The state had the highest death rate for local inmates in 2014, the most recent year for which information is available.

He said sheriffs are making changes to become more transparent, including talking about making inspection results public despite a long-held fear that doing so would expose counties to legal challenges.

“If we’re being honest with ourselves, are we doing what we can to make sure we’re in compliance, and we’re transparent and show we’re working on it and don’t have a deliberate indifference to whatever’s going on?” Kennard asked. “Then I think we’re going to be fine in the courts.”

The recent federal lawsuits point out what attorneys said are fatal failures that can’t be repeated.

Those jails, in Salt Lake, Weber and Davis counties, have the capacity to hold about 4,100 inmates, nearly equal to the population of all other Utah jails combined. About 1,600 beds in county jails are reserved for state inmates who are transferred from the prison and are subject to many of the same guidelines protecting county inmates.

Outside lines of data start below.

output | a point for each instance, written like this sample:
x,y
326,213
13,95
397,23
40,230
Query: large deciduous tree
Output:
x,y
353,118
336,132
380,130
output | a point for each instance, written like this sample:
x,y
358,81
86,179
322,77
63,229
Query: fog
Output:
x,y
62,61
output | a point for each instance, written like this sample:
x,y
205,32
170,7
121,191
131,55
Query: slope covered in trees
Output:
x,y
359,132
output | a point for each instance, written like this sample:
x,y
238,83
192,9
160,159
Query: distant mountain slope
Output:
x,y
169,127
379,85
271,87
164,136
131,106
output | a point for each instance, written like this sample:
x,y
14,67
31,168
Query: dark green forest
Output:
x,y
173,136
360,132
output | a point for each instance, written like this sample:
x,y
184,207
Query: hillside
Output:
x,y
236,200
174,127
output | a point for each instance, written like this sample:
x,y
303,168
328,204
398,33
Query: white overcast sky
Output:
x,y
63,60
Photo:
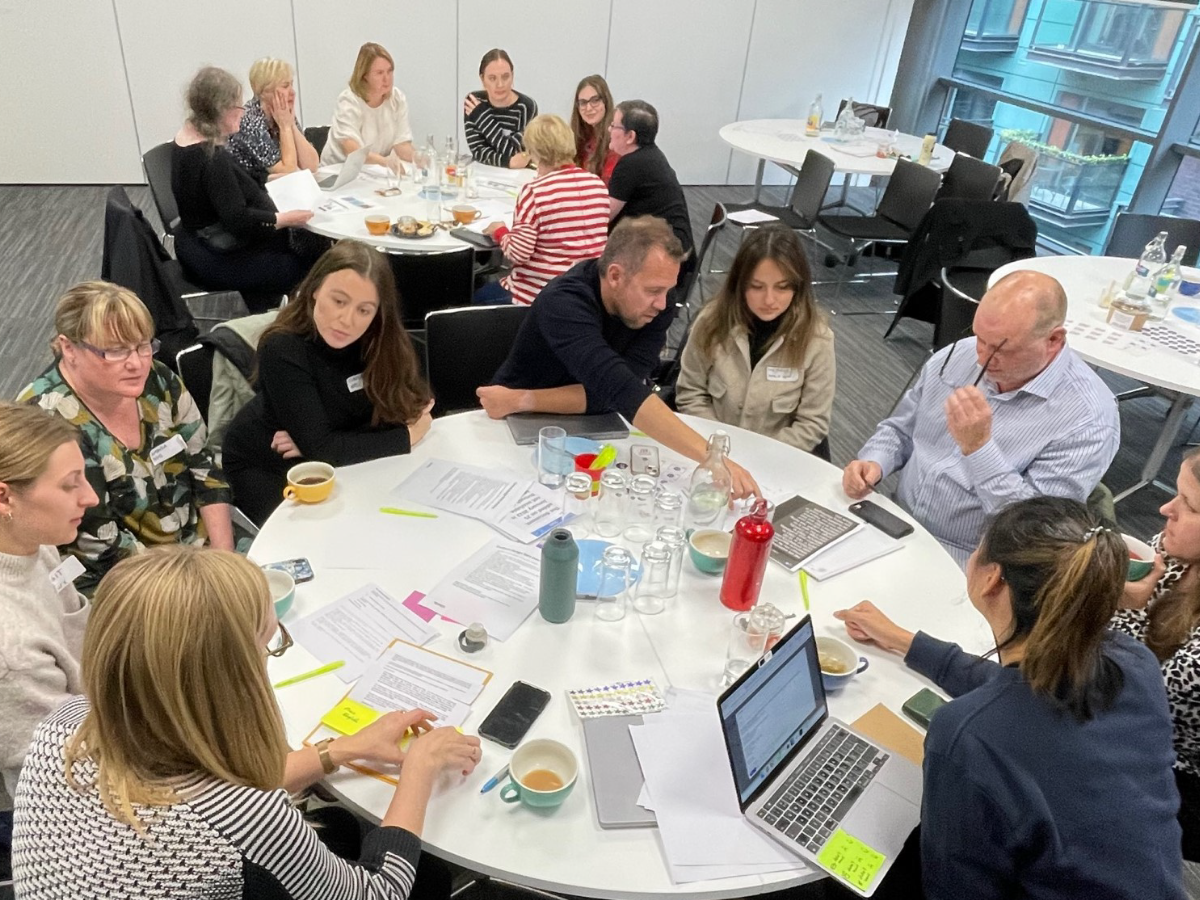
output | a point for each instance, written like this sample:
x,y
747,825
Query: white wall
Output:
x,y
119,69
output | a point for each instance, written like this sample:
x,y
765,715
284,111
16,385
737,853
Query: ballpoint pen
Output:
x,y
495,779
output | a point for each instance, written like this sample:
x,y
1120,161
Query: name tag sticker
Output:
x,y
165,451
66,573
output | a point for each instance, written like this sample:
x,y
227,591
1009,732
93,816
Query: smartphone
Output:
x,y
299,569
514,715
877,516
922,706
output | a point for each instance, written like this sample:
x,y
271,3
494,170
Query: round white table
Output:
x,y
1085,279
565,850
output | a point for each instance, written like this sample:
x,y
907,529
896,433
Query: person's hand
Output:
x,y
1137,593
285,445
293,219
867,624
379,741
859,478
499,402
969,419
442,750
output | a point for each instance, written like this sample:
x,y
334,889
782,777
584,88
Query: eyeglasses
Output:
x,y
283,643
119,354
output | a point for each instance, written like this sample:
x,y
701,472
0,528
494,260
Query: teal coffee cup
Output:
x,y
543,774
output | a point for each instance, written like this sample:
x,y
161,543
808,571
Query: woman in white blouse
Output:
x,y
371,113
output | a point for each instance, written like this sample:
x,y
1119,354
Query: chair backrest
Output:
x,y
970,179
970,138
811,185
463,349
156,165
1133,231
909,195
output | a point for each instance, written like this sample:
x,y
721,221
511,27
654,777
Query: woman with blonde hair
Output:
x,y
269,141
562,216
761,354
141,432
175,763
372,112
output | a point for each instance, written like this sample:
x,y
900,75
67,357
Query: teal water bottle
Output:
x,y
559,564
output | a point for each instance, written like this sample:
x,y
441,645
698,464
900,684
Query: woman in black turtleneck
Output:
x,y
761,354
337,381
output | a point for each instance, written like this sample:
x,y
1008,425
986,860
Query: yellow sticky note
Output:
x,y
851,859
349,717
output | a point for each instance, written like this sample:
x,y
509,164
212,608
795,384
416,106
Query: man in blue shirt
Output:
x,y
1007,414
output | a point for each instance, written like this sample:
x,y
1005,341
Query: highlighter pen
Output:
x,y
495,779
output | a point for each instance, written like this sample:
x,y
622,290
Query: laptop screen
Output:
x,y
771,711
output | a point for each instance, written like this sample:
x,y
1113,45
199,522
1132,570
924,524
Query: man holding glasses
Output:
x,y
1006,414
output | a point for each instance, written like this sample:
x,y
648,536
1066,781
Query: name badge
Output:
x,y
165,451
66,573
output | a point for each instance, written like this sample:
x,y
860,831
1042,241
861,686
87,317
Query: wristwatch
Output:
x,y
327,761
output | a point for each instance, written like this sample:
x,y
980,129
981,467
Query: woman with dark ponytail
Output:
x,y
1049,774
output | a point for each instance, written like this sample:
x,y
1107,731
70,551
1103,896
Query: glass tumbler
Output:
x,y
610,510
616,565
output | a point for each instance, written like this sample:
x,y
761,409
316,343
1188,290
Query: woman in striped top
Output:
x,y
562,216
171,777
496,118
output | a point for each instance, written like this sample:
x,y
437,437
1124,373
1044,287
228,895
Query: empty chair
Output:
x,y
970,138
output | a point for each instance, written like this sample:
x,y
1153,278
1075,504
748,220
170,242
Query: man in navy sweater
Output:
x,y
593,337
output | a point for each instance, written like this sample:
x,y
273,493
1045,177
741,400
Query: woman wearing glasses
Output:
x,y
591,118
142,435
175,763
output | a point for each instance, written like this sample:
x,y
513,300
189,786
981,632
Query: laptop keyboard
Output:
x,y
813,801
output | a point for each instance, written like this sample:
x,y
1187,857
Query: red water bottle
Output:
x,y
748,558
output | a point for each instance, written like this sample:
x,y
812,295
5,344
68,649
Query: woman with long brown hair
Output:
x,y
1049,773
760,354
337,381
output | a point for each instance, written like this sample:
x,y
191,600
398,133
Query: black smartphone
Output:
x,y
514,715
877,516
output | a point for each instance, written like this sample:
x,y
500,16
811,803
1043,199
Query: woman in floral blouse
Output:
x,y
143,436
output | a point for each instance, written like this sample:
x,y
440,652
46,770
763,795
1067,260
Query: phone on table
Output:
x,y
515,714
877,516
922,706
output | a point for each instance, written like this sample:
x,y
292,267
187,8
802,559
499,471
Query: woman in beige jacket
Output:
x,y
761,353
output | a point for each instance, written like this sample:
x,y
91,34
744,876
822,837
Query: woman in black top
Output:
x,y
337,381
229,235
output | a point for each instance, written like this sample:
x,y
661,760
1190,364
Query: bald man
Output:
x,y
1007,414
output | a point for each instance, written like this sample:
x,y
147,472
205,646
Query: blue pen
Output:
x,y
495,779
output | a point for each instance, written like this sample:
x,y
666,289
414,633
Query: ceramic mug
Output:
x,y
844,657
310,483
533,765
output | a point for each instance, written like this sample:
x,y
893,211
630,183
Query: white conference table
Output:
x,y
565,851
784,142
1085,279
497,191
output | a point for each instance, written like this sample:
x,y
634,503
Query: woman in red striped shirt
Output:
x,y
562,216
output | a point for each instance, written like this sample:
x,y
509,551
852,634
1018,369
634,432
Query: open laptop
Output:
x,y
810,781
349,171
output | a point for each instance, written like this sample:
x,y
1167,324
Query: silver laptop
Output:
x,y
349,171
809,780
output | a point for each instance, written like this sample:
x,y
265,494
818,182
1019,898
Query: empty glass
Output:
x,y
616,565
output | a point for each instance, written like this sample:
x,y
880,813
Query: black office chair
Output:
x,y
970,138
465,347
970,179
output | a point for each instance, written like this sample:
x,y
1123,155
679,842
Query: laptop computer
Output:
x,y
832,796
349,171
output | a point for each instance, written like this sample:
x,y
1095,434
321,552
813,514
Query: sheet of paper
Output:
x,y
497,586
358,628
297,190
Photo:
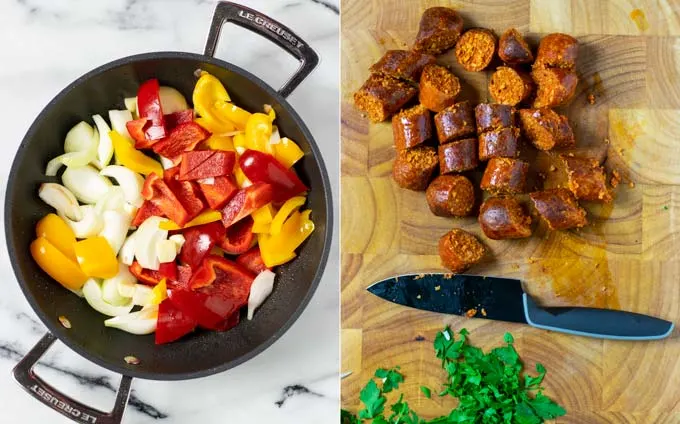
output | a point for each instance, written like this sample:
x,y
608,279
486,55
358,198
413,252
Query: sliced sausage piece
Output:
x,y
439,30
554,86
494,116
402,64
438,88
546,129
513,49
501,143
413,168
586,179
559,209
450,195
504,218
459,250
509,86
475,49
458,156
557,51
505,175
454,122
411,127
381,96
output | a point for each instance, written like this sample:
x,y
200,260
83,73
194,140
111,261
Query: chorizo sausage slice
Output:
x,y
513,49
475,49
586,179
438,88
459,250
493,116
413,168
458,156
402,64
411,127
505,175
559,209
504,218
546,129
509,86
381,96
503,143
439,30
450,195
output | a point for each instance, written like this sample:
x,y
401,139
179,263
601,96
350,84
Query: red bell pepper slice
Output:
x,y
199,241
219,164
252,261
220,192
176,118
172,323
145,276
136,129
239,237
149,106
182,138
158,192
147,210
262,167
216,268
245,202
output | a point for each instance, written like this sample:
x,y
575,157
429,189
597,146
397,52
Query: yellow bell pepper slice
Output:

(Courtesy Weber County jail) Ashley Evan Jessop

Lisa Marie Ostler

Thompson and his jail are facing a legal challenge over what attorneys say are policies and procedures that “were insufficient to care for Mr. [Ashley Evan] Jessop and protect his well-being.” Specifically, policies to protect suicidal inmates and other medical policies were insufficient, Jessop’s family says.

Jessop died in March 2016, at a time when, his family says, Weber County didn’t have adequate policies to protect mentally ill inmates. According to their lawsuit, a medical staff member should have put Jessop into medical housing, on suicide watch or mental health watch, and referred him to mental health treatment.

Calvin and Kim Ostler filed a lawsuit in federal court on Thursday saying Salt Lake County also had inadequate policies before their daughter Lisa died of digestive inflammation that could have been treated before it killed her.

“This can’t happen anymore,” Calvin Ostler said. “It’s got to end.”

“When people say their kids are in jail, I say, ‘Get ’em out. Get ’em out,’” Kim Ostler warned.